India sees rise in post-vax deaths

Alarming stats from India--128 children died in 2010 due to adverse effects after immunization (AEFI), and the count has risen in each of the last three years. Health officials are understandably puzzled and "very concerned," but the Ministry of Health and Family Welfare has so far been unable to make a direct connection between the deaths and vaccines.

The AEFI label encompasses a host of potential causes, including contamination, quality compromises due to cold-chain breaks and complications because of children's pre-existing conditions, reports the Times of India. Children are given more than one shot at a time--sometimes in combination with vitamin A--and the particular combinations vary across the country.

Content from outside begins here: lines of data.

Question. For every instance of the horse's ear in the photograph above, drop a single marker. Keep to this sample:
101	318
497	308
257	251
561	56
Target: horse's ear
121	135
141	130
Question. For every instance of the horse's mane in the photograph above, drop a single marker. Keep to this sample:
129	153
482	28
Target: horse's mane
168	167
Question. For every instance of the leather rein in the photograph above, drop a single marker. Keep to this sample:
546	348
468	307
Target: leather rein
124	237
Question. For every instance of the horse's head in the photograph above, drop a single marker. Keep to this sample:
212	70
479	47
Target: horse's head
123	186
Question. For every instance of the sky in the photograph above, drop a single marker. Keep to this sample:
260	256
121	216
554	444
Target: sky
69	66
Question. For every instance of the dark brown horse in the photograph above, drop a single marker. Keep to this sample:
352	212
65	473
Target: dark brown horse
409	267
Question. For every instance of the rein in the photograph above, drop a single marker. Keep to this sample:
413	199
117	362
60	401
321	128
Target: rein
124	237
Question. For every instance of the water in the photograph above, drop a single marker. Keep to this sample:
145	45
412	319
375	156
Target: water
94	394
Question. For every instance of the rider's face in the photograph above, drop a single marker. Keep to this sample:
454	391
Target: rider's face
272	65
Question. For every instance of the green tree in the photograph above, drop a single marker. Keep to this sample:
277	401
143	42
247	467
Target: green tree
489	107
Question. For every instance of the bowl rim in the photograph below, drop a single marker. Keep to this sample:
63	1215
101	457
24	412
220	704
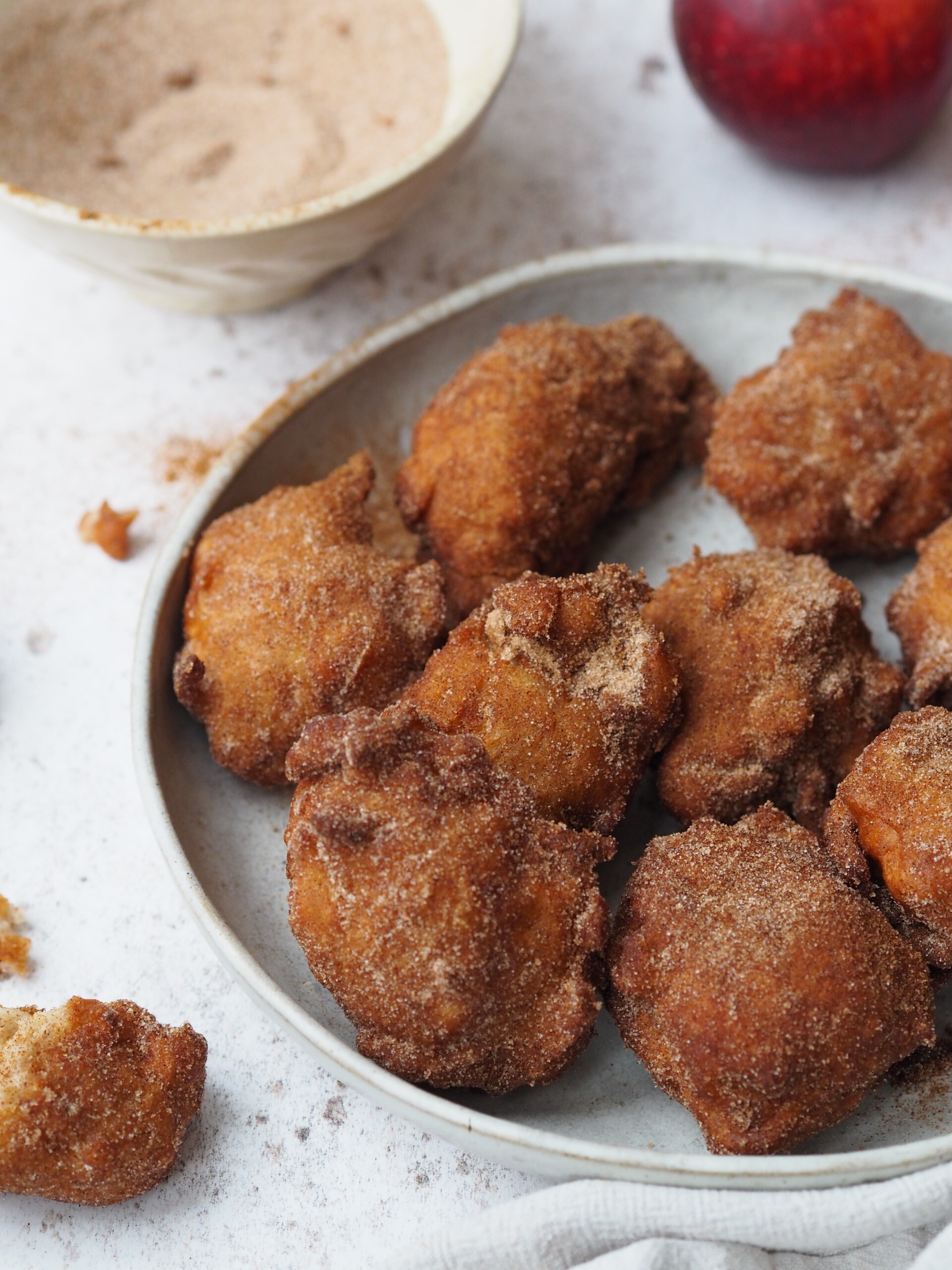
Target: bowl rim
536	1150
443	140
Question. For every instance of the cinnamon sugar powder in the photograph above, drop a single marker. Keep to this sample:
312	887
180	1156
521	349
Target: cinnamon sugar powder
202	110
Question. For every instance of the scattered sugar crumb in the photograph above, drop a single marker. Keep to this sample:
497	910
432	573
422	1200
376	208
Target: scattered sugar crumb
186	459
13	948
110	530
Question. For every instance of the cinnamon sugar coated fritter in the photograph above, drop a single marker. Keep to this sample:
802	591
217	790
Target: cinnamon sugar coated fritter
844	445
781	686
890	828
758	988
14	949
921	614
94	1099
459	931
532	443
565	685
293	613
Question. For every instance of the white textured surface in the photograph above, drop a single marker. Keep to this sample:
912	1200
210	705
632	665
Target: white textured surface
587	144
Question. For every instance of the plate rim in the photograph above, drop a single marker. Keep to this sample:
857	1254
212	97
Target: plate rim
509	1142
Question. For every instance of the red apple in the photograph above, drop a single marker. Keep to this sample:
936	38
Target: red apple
835	85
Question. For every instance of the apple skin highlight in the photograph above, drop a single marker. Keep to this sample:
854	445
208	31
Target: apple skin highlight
829	85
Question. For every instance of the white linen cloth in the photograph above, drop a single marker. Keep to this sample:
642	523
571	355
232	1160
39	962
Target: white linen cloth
899	1225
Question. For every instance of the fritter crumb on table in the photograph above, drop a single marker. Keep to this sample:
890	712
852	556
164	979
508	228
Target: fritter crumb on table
569	690
108	530
921	614
758	988
94	1099
890	828
781	686
532	443
844	445
459	931
293	613
14	949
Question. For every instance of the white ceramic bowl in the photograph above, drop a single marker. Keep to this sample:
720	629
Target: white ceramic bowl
223	837
252	262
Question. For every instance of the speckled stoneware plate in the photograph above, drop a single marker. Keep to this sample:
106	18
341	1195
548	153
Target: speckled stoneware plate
223	838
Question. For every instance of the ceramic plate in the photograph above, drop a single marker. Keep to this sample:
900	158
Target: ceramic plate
223	838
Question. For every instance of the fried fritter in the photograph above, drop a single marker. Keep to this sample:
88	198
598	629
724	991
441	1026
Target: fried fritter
758	988
844	445
94	1099
294	614
521	456
565	685
781	688
461	934
921	614
890	828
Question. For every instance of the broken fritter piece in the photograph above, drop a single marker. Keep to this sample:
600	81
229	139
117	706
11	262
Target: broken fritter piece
844	445
532	443
14	949
921	614
568	689
293	614
758	988
459	931
108	530
94	1099
781	688
890	828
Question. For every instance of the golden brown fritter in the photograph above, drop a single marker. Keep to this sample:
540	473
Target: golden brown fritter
460	934
781	688
294	614
921	614
94	1099
758	988
564	684
521	456
846	443
890	828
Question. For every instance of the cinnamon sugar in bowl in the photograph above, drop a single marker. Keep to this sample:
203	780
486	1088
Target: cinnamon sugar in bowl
223	155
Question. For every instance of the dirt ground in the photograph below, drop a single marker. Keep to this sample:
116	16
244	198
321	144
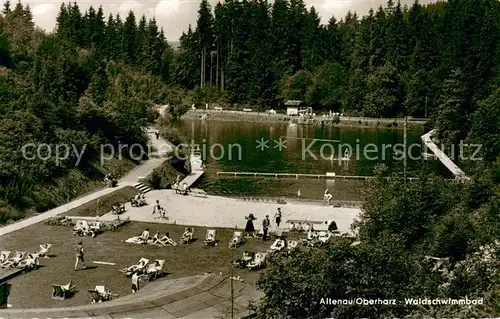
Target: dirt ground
34	289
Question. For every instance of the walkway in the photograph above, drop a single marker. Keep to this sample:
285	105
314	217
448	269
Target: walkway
217	211
206	296
452	167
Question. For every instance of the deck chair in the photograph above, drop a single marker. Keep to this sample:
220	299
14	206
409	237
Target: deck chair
139	267
16	259
165	241
210	238
4	256
237	240
61	292
31	262
154	271
259	261
187	236
278	245
245	260
44	249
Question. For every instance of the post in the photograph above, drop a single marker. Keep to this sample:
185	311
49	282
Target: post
232	293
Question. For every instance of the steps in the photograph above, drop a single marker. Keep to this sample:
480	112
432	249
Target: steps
142	188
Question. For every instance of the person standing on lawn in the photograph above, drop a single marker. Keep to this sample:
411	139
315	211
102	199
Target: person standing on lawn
79	255
265	227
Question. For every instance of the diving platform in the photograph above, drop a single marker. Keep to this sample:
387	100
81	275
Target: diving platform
442	157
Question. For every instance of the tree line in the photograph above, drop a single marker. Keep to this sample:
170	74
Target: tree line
87	84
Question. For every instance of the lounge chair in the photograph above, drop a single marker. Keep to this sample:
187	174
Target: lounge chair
4	256
292	244
100	294
166	241
259	261
278	245
139	267
187	236
44	249
237	240
154	271
210	238
16	259
61	292
243	262
118	208
31	262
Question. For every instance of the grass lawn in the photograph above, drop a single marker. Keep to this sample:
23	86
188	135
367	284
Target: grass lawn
91	209
34	289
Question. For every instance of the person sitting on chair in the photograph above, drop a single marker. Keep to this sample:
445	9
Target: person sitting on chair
156	237
145	236
327	196
187	235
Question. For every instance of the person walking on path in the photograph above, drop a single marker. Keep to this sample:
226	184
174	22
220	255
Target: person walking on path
79	255
135	282
249	228
265	227
277	217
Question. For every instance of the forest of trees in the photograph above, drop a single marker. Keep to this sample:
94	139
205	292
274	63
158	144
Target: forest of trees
90	83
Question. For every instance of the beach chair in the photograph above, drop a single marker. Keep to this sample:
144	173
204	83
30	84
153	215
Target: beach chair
61	292
165	241
187	236
16	259
44	249
31	262
81	228
243	262
210	238
237	240
139	267
259	262
278	245
154	271
4	256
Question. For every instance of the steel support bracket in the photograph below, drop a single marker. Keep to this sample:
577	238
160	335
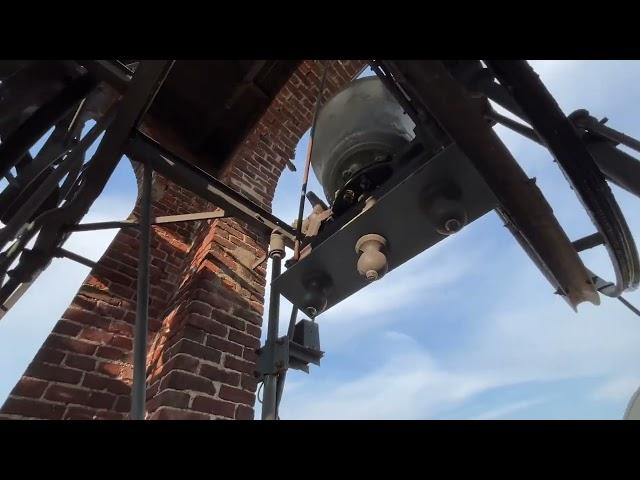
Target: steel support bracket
274	359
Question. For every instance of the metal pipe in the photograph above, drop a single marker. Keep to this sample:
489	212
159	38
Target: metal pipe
139	387
269	399
589	241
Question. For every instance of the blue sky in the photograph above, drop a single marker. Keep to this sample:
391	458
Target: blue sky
468	329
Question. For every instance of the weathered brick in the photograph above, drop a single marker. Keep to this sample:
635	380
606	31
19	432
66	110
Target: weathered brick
236	395
223	345
249	383
29	387
169	413
244	413
123	404
81	362
112	353
68	344
179	380
67	328
213	406
47	355
54	373
196	350
67	394
33	408
101	383
239	365
227	319
217	374
101	400
87	318
207	324
193	270
168	398
244	339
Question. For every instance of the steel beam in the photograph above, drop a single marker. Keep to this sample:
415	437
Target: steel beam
186	217
206	186
562	139
523	207
143	88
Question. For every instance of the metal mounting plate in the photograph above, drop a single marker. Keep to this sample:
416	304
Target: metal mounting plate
398	215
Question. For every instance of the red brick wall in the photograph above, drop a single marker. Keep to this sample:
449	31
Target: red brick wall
206	302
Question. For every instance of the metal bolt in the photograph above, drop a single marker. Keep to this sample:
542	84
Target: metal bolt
452	225
349	196
371	275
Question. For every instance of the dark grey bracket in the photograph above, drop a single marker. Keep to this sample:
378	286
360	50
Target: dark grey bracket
276	358
399	215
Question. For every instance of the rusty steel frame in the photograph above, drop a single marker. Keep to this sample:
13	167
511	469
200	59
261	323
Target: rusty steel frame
413	82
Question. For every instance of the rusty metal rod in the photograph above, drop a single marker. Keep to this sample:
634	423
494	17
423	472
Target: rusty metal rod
307	163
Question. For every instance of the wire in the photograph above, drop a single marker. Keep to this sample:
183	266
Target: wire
260	390
629	306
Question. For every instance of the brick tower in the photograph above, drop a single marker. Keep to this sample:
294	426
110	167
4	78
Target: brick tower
206	307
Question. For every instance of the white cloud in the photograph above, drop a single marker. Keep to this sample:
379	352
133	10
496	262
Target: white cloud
508	409
618	390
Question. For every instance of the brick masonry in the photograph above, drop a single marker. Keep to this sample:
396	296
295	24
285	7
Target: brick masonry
206	303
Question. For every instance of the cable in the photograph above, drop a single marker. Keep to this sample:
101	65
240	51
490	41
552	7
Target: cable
258	393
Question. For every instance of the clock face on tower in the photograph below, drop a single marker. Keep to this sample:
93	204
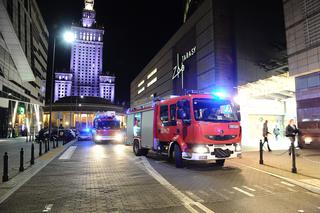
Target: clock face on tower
88	4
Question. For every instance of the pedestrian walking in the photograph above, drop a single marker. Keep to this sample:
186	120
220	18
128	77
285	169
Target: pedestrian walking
276	132
265	133
291	132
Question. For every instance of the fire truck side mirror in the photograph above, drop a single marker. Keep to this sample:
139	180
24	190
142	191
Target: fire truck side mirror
181	114
239	116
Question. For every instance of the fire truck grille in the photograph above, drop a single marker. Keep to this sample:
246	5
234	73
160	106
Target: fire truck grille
220	137
220	153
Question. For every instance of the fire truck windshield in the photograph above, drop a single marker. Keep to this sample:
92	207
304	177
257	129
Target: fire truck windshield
107	124
214	110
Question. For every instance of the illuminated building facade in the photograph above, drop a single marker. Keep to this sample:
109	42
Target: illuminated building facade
86	77
223	46
23	65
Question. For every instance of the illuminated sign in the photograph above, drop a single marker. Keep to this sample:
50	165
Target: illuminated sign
152	82
179	68
141	90
21	110
152	73
140	84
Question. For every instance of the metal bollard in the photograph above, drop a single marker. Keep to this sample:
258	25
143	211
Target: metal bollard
45	146
21	168
40	148
53	143
5	176
261	152
32	154
293	156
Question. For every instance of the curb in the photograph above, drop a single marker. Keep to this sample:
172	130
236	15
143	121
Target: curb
16	182
306	186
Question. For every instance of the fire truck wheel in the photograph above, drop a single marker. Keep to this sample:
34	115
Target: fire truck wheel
220	162
136	149
177	156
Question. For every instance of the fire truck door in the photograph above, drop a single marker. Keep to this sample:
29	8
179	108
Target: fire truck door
183	118
163	124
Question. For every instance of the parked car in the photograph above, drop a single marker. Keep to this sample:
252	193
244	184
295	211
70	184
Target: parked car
61	134
85	134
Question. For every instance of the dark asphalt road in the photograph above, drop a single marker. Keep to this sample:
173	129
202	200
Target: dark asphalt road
109	178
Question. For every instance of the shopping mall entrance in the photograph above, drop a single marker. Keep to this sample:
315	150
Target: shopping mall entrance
271	99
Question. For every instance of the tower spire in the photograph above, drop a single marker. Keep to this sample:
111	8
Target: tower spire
88	4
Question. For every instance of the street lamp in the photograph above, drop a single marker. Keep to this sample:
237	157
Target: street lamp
69	38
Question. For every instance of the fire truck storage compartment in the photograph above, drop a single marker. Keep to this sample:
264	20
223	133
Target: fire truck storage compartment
147	129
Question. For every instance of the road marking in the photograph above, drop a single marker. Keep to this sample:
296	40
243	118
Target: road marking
289	189
230	192
263	189
244	192
187	201
288	184
220	194
68	154
298	183
246	187
269	187
204	193
195	197
48	208
313	194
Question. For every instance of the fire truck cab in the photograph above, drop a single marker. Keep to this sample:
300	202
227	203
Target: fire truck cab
106	127
195	127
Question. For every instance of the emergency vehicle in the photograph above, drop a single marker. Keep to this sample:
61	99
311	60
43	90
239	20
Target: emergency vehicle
106	127
194	127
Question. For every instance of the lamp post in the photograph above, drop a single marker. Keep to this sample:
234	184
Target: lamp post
69	38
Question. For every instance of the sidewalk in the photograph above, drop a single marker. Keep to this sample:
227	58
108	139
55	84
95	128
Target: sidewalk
279	163
13	146
14	183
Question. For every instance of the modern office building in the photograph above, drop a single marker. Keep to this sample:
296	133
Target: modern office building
86	77
233	46
302	22
86	89
23	65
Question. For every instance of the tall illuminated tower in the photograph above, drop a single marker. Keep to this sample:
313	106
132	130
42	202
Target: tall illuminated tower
86	77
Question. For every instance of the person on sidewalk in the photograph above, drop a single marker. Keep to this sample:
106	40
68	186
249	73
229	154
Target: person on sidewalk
276	132
291	132
265	133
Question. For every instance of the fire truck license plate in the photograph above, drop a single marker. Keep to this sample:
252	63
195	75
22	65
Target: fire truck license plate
220	153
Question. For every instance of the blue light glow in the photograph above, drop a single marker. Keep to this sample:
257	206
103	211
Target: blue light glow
220	94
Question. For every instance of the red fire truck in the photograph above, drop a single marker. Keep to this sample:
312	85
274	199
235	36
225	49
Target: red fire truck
195	127
106	127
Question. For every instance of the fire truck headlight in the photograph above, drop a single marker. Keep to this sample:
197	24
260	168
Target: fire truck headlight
119	137
98	137
200	149
237	147
307	140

In all, eight antigens are prescribed for children.

The AEFI rise coincides with the closing of three public manufacturing facilities and the country's subsequent purchases from private sources and the World Health Organization in 2008. That year saw 111 such deaths, followed by 116 in 2009.  AEFI deaths from 2001 to 2007, by contrast, were just 136. The Ministry provided the stats in response to a Right to Information Act filing.

Indian officials have waffled recently over restarting production at the shuttered facilities, one of which is more than a century old. In the currently "on" again effort, the Pasteur Institute of India, Coonoor, has failed for a second time to manufacture Tetanus Toxoid, a major component of the DPT vaccination, after obtaining seed copies.